For the sunset portion of today’s program, we catch a beautiful late September low tide experience at Its Beach. We finish off the program with the prodigal sun shining through my favorite arch down at Its. Fittingly enough, on the first night of fall last Friday, a pretty sunset graced the western skies, so the wonderful world of color is on the way. Now I can just spend a day taking a walk in the sun, “dreaming ’bout my bundle of joy.”

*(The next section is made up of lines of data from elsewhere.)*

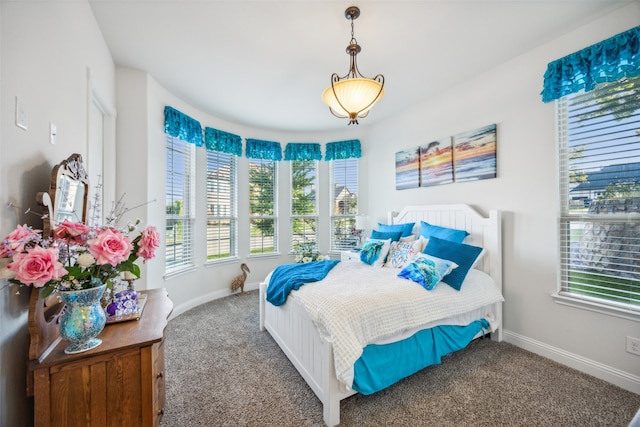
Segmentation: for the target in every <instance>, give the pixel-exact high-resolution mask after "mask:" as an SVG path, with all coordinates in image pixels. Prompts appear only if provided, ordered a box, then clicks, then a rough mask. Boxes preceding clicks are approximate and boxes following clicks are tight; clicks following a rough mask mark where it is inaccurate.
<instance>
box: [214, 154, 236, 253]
mask: <svg viewBox="0 0 640 427" xmlns="http://www.w3.org/2000/svg"><path fill="white" fill-rule="evenodd" d="M237 159H238V158H237V156H235V155H233V154H229V153H223V152H220V151H214V150H207V261H215V260H224V259H229V258H232V257H236V256H237V250H238V249H237V246H238V245H237V221H238V219H237V210H238V208H237V205H238V204H237V194H238V189H237V185H238V184H237V183H238V171H237V168H238V166H237V165H238V160H237Z"/></svg>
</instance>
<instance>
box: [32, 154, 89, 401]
mask: <svg viewBox="0 0 640 427" xmlns="http://www.w3.org/2000/svg"><path fill="white" fill-rule="evenodd" d="M62 178H65V179H66V178H68V179H71V180H73V181H77V182H79V183H81V185H83V186H84V195H83V197H82V209H81V210H78V208H79V207H74V208H73V212H80V214H79V215H78V216H79V218H78V219H77V220H75V221H82V222H83V223H85V224H86V221H87V200H88V192H89V175H88V174H87V171H86V170H85V168H84V164H83V163H82V156H81V155H80V154H77V153H76V154H72V155H71V156H69V158H67V159H66V160H63V161H62V162H60V163H59V164H57V165H55V166H54V167H53V170H52V171H51V182H50V184H49V190H48V191H47V192H42V193H38V194H37V196H36V200H37V201H38V203H40V204H41V205H43V206H45V207H46V208H47V209H48V214H47V215H43V218H42V220H43V230H42V232H43V236H44V237H50V236H51V235H52V233H53V230H55V228H56V226H57V217H56V209H57V207H58V206H59V205H60V197H62V194H61V191H60V190H61V189H60V182H61V181H60V180H61V179H62ZM63 308H64V303H63V302H61V301H59V300H58V297H57V295H56V294H52V295H51V296H49V297H47V298H40V289H38V288H32V289H31V299H30V301H29V318H28V327H29V338H30V340H29V360H30V364H33V363H39V362H42V360H44V358H46V357H47V355H48V354H49V353H50V352H51V350H52V349H53V348H54V347H55V346H56V345H57V344H58V342H60V340H61V338H60V327H59V319H60V316H61V314H62V309H63ZM27 392H28V394H29V393H33V371H32V370H29V371H28V373H27Z"/></svg>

On to the late night. “Gays are now allowed to serve openly in the military. So maybe our next war could be a musical. Mahmoud Ahmadinejad announced that he is releasing the two American hikers from captivity in Iran on humanitarian grounds. Then he went back torturing dissidents. A satellite is now headed toward earth and the people at NASA have no idea where it will land. How would they know? It’s not like they’re rocket scientists.” –David Letterman

“Two new books about Sarah Palin came out today. All of a sudden, I’m feeling OK about Borders going out of business. “The military’s controversial ‘don’t ask, don’t tell’ policy was officially retired. This marks a new age of tolerance, acceptance, and awkward showering for everyone in the military.” –Jimmy Kimmel “Don’t Ask Don’t Tell is now over. Gay people can enlist, fight overseas, and then not be able to get married when they get back home.” –Jay

“Moammar Gadhafi released an audio message saying that he’s still in power, and just ‘temporarily’ going underground. Sure, just like my local Blockbuster is ‘temporarily’ closing its doors. “President Obama is speaking to the General Assembly tomorrow and he’s expected to urge the delegates to fight global warming, reduce poverty, and find out what the heck is happening at Netflix.” –Craig Ferguson

So that’s our last blast for September. I don’t know about you, but time is flying by faster than the NBA canceled their preseason games. It’s lockout city, baby. Get ready for Derek Jeter and the baseball playoffs and we’ll catch you coming off the mound. Aloha, mahalo and later, Justin Verlander fans.